Mineola Fire Department Chief and Commanding Officer of Homeland Security for the Nassau County Police Department Robert Connolly was recently honored as Top Cop by Presiding Officer of the county’s legislature Richard Nicolello for an arrest he made in New Hyde Park that could have ultimately ended someone’s life.

“I travel all over the county doing preparedness lectures and working with other organizations, so this particular night I was coming home from an assignment and I was off-duty and I finished up around 10 p.m.,” explained Connolly. “I was driving an unmarked police car so I have my radio and I’m always listening to what’s going around. The type of call that I heard was that it was a 911 hang up, and when they [dispatchers] were able to reconnect with the woman, all she kept saying was send the police. Finally, the dispatchers were able to draw out that a man confronted her and threatened to come hurt her and her family and that he had a gun.”

The woman managed to give dispatchers a good description of the man’s car and what he looked like. Connolly, who wasn’t too far from the 911 call, drove toward the area and drove up and down the street.

“I didn’t see him, but I saw the woman come out and talk to uniformed officers,” explained Connolly. “I pulled over and just sat on the side to make sure that everything was quiet.

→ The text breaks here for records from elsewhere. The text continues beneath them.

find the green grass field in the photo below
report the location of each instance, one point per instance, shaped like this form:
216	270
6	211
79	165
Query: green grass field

The uniform officers told me that the subject was there earlier and did display a gun and they were called for a canvas.”

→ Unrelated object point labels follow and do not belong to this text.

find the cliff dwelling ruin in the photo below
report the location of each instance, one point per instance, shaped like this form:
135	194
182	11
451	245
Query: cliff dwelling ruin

While Connolly was sitting on the side, he saw a car come slowly down the street toward the area, which stopped mid-block and abruptly made a U-turn and sped off piquing Connolly’s interest.

“I said, ‘that has to be the bad guy.’ He saw the uniform car and he took off,” said Connolly. “I went after him and was able to pull him over. I got him stopped and I know he’s got a gun, so I played it safe. I’m in my full dress uniform, so I’m reaching behind my seat for my bulletproof vest and put it on and called for additional cars. I had a uniform guy show up very quickly, thankfully, and we did a felony car stop.”

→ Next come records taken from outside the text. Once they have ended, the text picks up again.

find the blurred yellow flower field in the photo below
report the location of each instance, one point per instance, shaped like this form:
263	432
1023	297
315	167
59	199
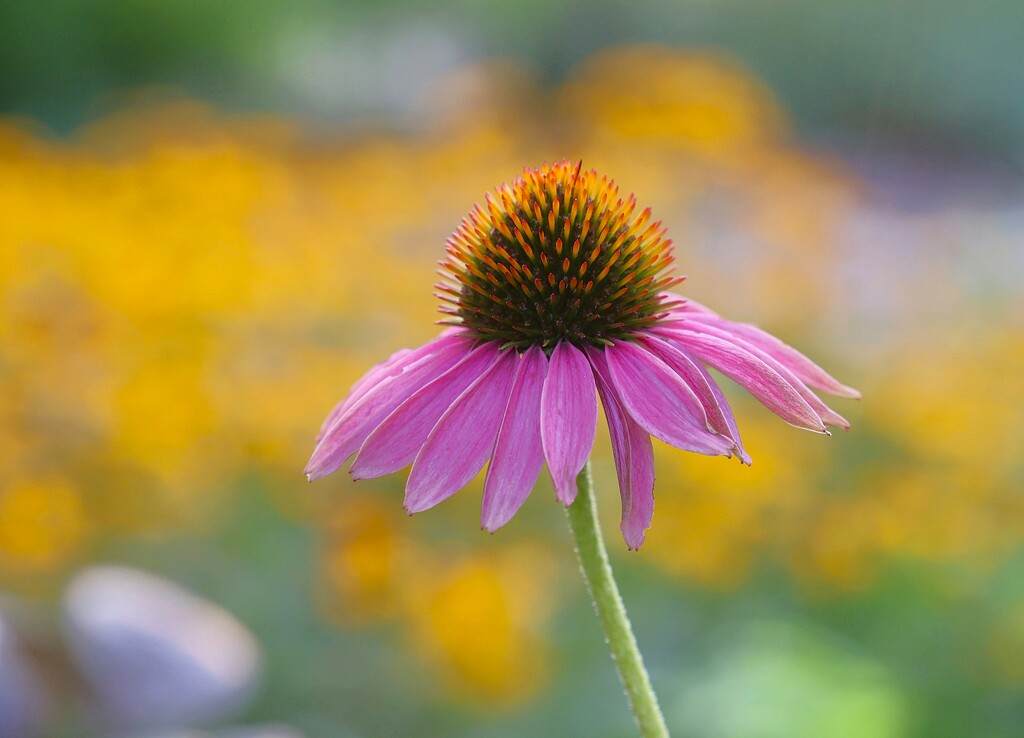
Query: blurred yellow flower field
185	292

Connolly and other officers pulled both the man and his passenger out of the vehicle and uncovered a loaded handgun inside the car.

“It was literally a block away from her house,” said Connolly. “I think his intent was to come back there and at least menace, if not, do harm to her. It was a good grab for all of us that night. Most importantly, we got an illegal gun off the street. Sometimes evil comes to good neighborhoods.”

Connolly, who is now the new chief of the Mineola Fire Department, has strong roots in the emergency service community—especially in Mineola— and became involved with the fire department as a junior firefighter.

“I’ve been chasing sirens since I was a teenager,” said Connolly. “I got involved in emergency service as a volunteer firefighter in Mineola and I’ve been working with a lot of great members. I’ve been a member for over 25 years now and when you’re in the firehouse the older guys in the firehouse will say ‘Hey listen kid, this is a great hobby, but you’ve got to get a good job and give up a Saturday, take the civil service test and get involved.’”

After taking multiple civil service tests, Connolly became a New York State court officer, a job that he did for nine years.

“It was a great job and I recommend it to anyone that wants to get involved in law enforcement,” said Connolly. “My passion was always being a police officer. So after nine years with the courts, I got a phone call on a Christmas Eve one year asking me if I would be willing to switch jobs and I never looked back. I’ve now been with the county for 15 years and I’ve had a great career here. I did 11 years in New Hyde Park on patrol, I was a sergeant down in the Fifth Precinct and then most recently for the past four years I’ve been in Homeland Security.”

Now that Connolly is once again the chief of the fire department, he hopes to maintain the progress that the department has made thus far.

“We’re embarking on a new chapter with our firehouse and in the probably very near future be rehabilitated or replaced due to age, so I’m looking forward in laying the ground work so to speak for that project,” said Connolly. “I might not be able to see it completely through, but make sure that we maintain a state-of-the-art facility and continue to train firefighters with the equipment to do the job that they have the passion for doing.”

In the end, Connolly said that police work is part luck and part skill, both of which he had that night.

“I had the luck of being in the right place and the right time, and the feeling of a sixth sense and it all came together with good aggressive police officers that were on the scene that night and we were able to resolve a potentially bad situation,” said Connolly.